I'm looking for suggestions to improve the performance of a bulk data import system I've built. Right now, it reads data from Excel files and performs insert and update operations across multiple tables in MySQL. The import program works fine for the logic but the performance needs help. It's taking over 6 hours to process 70,000 rows, which is only a fraction of the total data I need to handle as each file can have up to 500,000 rows. I've already imported around 4 million records, with 2-3 million more on the way. The tables I'm dealing with are fairly large, and I have multiple validations happening too. I've tried batching, chunking reads, and caching, but I'm stuck. How do you handle bulk imports efficiently? I'm using Laravel 10 and MySQL for this.
6 Answers
If your insertion is slowing down as your tables get larger, it could mean that your queries aren't using indexes properly, especially if you have constraints. Check your query plans to see if indexes are being utilized as needed. An alternative approach some take is to drop indexes and constraints during the bulk insert, then recreate them afterward. This can significantly reduce the load during import, but keep in mind it does risk data integrity while the indexes/constraints are gone.
It sounds like you're dealing with a pretty hefty load. Have you considered loading the entire read-only tables into memory? This could speed things up. Don't forget about batching inserts whenever possible! Also, using transactions can help to group operations together, speeding up writes.
Have you tried converting the Excel spreadsheets to CSV before importing? Sometimes reading CSVs can be faster than Excel files since it's more straightforward for the database to process them.

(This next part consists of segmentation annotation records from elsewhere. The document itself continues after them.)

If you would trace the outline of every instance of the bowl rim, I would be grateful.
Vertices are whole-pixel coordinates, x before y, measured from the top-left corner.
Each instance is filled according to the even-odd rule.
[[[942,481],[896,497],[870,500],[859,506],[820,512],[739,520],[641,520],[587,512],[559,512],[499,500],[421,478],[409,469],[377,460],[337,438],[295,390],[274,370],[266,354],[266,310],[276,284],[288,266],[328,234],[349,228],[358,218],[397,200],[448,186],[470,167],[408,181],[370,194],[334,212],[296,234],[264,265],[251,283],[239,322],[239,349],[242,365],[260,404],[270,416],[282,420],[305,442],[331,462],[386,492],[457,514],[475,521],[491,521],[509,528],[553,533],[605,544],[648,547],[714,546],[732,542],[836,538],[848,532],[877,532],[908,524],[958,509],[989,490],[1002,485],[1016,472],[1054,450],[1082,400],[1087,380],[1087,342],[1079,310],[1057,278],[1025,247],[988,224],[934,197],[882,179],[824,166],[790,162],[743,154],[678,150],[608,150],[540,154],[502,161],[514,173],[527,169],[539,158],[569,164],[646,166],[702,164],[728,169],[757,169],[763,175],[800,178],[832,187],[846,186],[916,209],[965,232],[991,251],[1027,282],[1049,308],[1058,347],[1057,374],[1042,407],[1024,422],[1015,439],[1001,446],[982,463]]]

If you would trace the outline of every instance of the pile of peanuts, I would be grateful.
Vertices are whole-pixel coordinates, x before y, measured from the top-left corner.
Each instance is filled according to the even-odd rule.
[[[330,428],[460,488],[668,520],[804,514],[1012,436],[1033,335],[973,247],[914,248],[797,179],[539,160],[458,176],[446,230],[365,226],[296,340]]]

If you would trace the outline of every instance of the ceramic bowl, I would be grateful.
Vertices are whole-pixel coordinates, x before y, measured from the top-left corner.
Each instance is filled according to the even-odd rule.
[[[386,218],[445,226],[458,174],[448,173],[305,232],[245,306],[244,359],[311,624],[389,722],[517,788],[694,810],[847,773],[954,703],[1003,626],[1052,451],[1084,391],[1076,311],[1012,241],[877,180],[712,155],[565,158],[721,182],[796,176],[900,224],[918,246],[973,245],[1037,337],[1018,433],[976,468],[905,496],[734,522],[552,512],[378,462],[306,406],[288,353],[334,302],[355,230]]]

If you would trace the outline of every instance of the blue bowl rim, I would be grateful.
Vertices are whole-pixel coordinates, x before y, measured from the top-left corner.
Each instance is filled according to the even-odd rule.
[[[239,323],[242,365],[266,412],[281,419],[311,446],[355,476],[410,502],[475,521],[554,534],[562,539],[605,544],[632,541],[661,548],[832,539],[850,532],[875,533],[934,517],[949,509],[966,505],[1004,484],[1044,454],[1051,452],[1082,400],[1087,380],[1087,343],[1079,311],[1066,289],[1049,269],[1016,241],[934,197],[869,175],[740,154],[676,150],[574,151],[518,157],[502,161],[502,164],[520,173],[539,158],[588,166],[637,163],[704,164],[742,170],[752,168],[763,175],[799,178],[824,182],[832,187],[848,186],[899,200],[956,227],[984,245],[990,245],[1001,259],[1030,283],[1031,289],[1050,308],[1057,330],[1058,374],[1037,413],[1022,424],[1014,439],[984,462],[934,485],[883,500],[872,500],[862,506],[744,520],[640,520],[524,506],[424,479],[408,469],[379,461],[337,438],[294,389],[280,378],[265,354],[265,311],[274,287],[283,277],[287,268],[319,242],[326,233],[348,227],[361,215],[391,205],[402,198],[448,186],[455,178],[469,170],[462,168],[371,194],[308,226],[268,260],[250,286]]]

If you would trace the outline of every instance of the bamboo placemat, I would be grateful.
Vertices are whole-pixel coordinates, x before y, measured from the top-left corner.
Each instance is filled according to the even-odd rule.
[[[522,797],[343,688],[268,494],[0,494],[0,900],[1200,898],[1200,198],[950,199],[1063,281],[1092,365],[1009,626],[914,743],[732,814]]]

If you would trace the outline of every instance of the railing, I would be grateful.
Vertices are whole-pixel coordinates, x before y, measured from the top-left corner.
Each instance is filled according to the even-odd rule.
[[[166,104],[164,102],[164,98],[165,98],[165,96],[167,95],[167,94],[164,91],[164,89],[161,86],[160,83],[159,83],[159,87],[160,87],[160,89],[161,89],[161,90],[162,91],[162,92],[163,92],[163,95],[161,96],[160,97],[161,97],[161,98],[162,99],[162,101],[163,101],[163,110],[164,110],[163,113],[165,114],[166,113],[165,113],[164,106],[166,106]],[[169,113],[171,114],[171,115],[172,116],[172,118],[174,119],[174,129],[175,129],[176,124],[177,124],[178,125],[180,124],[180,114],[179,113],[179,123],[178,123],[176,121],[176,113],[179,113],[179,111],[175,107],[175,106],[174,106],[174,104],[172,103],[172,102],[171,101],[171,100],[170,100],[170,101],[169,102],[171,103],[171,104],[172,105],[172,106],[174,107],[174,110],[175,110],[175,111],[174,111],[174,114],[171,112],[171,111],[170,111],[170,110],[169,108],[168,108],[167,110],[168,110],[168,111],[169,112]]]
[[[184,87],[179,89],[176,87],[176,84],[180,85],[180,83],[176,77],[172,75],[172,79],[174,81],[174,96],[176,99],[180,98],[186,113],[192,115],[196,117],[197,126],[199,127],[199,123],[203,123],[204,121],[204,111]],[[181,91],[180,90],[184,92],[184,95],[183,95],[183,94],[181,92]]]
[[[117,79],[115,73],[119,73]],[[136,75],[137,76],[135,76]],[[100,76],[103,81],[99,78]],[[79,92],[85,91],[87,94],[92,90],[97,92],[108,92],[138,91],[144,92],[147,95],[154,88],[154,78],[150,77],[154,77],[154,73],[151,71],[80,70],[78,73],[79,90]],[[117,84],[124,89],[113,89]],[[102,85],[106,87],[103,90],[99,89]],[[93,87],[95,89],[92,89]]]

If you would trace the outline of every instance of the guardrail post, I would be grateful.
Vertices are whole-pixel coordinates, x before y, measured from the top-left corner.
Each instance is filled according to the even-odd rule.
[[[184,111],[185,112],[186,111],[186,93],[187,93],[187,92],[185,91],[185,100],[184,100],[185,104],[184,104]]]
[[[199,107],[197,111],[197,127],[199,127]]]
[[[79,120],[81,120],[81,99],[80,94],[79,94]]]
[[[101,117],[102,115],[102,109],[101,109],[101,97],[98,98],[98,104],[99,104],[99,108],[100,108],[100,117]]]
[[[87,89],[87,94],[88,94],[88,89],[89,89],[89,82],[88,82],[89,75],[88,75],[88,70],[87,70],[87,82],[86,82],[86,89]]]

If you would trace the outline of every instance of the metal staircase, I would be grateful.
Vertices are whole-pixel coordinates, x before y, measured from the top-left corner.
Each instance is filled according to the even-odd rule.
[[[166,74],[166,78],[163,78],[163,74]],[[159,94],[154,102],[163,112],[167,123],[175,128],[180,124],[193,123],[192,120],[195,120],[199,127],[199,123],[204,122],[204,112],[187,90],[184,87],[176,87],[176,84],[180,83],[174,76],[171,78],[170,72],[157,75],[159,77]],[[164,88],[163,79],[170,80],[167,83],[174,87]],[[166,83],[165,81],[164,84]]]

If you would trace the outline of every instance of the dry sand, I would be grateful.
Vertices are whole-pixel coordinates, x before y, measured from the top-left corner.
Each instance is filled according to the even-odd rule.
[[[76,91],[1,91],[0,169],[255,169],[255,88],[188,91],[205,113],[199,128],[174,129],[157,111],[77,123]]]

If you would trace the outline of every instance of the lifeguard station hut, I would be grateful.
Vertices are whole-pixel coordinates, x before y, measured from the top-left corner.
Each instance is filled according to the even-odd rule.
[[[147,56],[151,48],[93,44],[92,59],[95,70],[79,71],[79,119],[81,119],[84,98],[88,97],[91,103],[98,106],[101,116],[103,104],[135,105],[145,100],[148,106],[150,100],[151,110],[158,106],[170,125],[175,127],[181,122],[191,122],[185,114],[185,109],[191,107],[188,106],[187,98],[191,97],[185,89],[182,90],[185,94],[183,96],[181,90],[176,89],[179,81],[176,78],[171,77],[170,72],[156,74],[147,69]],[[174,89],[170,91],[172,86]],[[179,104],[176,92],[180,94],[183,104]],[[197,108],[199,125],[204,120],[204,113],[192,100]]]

Have you profiled your code to see where the time is going? Tools for performance tuning on your database can be super helpful as well. It sounds like there's a bottleneck somewhere that needs to be sorted before you go down the batching and parallelism route.
Your performance issues sound like they could stem from committing too often. Frequent commits can be really costly in terms of performance. Batches of 250 seem a bit small for the volume you're dealing with; try increasing that. Also, make sure you're not locking queries unnecessarily at the database level. Have you thought about using a connection pool with multiple threads? 50 connections might help speed things up!
It’s definitely a trade-off when it comes to database performance during large insertions. Just be cautious of how you manage indexes and constraints; optimization can really make a difference!
I haven't loaded everything into memory yet because I'm worried about RAM usage. But I always batch inserts when I can, though I hit a wall because I need to use foreign keys from one table to insert into another.